Vallone Joins Bayside High School PTA in Fight for Fair Funding
City Council Member Paul Vallone (D-Alley Pond Park, Bay Terrace, Bayside, College Point, Douglaston, East Elmhurst, Flushing, Fresh Meadows, Little Neck, Whitestone) and the Bayside High School Parent Teacher Association are calling on the Department of Education (DOE) to increase funding to one of the city’s top-performing high schools.
In previous school years, Bayside High School has only received 83% -90% of the funding amount expected based upon the DOE’s own formula. Funding shortfalls for the coming year will result in cutting the career and technical programs, a significant part of what attracts 12,000 annual applicants to the school.
In 2007, Mayor Bloomberg implemented Fair Student Funding (FSF), a formula that pools and distributes city, state and federal school funding allocations to each city school. FSF is the main source of money for most schools and is based on a “weighted pupil-funding model.” With input from the School Leadership Team, principals decide how to spend these funds to meet basic educational needs and operating expenses at their schools.
Over the last decade, Bayside High School has faced consistent shortfalls in Fair Student Funding. The majority of city schools, particularly large high schools, face the same issue.
For years, Bayside High School has consistently placed as one of the top-performing schools in the city. The graduation rate has increased in recent years to 98%, the third-highest graduation rate for large schools in the city. A total of 96% of students graduate with college credit.
“Despite its name, this program is clearly not fair to our students at Bayside High School and our high schools in Northeast Queens,” said Vallone. “Year after year, Bayside High School has proven itself to be among the best performing schools in the City, but was shortchanged by nearly three million dollars in the most recent school year alone. Strides to bring Bayside High School fair funding are critical to ensure educators have the resources they need to contribute to continued student success and high graduation rates. I applaud the Parent Teacher Association on their call for true equity and I will continue advocacy efforts at City Hall.”

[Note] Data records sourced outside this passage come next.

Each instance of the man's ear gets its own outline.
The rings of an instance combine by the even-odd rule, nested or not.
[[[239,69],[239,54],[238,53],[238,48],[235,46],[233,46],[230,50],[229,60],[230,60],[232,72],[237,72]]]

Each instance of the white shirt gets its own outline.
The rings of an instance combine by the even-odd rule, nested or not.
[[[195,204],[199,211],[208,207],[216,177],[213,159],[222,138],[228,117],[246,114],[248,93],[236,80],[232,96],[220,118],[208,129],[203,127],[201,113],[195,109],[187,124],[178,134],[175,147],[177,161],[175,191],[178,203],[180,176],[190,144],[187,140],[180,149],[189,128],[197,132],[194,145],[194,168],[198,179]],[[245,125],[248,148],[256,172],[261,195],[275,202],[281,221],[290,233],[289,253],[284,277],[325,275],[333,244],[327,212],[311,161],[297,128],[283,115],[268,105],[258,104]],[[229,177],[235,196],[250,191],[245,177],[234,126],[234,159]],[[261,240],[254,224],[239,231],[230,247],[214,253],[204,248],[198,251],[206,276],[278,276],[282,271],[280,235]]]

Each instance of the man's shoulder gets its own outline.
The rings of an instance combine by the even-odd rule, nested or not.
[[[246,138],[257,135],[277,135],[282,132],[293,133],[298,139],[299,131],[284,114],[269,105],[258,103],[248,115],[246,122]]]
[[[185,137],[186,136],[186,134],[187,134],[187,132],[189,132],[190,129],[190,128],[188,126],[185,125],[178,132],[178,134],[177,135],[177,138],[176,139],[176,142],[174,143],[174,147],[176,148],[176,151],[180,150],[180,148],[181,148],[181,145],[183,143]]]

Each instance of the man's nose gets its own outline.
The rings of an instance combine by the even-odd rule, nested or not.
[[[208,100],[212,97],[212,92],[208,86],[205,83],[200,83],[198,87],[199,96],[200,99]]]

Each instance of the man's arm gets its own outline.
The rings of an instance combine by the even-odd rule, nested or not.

Katz, NYCEDC Launch “Jamaica Is” Initiative
Queens Borough President Melinda Katz, the city’s Economic Development Corporation (NYCEDC) and the Jamaica NOW Leadership Council yesterday launched a citywide,13-week-long marketing campaign that aims to elevate local businesses and promote economic growth in the southeast Queens neighborhood of Jamaica.
Through a partnership with NYC + Company, the “Jamaica Is,” campaign will appear on bus shelters and DOITT’s Link NYC kiosks throughout the city. The campaign is part of the City’s Jamaica NOW action plan and was implemented to promote the neighborhood’s history, eclectic restaurants, local arts and small businesses as a destination for families, innovation and culture.
“In the four years since the launch of the innovative $153 million Jamaica NOW Action Plan, Jamaica’s emergence as a modern hub of entrepreneurship, ingenuity and culture has been a boon to all those who live, work and visit this historic neighborhood,” said Katz.
“The Jamaica NOW Action Plan was designed to promote responsible growth while bringing needed services to Jamaica. Today, we celebrate the successes of the last four years as we realize the true potential of Jamaica as both an economic engine of our city and an ideal place to raise a family, a great place to work and a cultural destination. By marketing the many accomplishments of Jamaica NOW at bus shelters and LinkNYC kiosks citywide — reaching thousands of New Yorkers each day — we can achieve just that,” she added.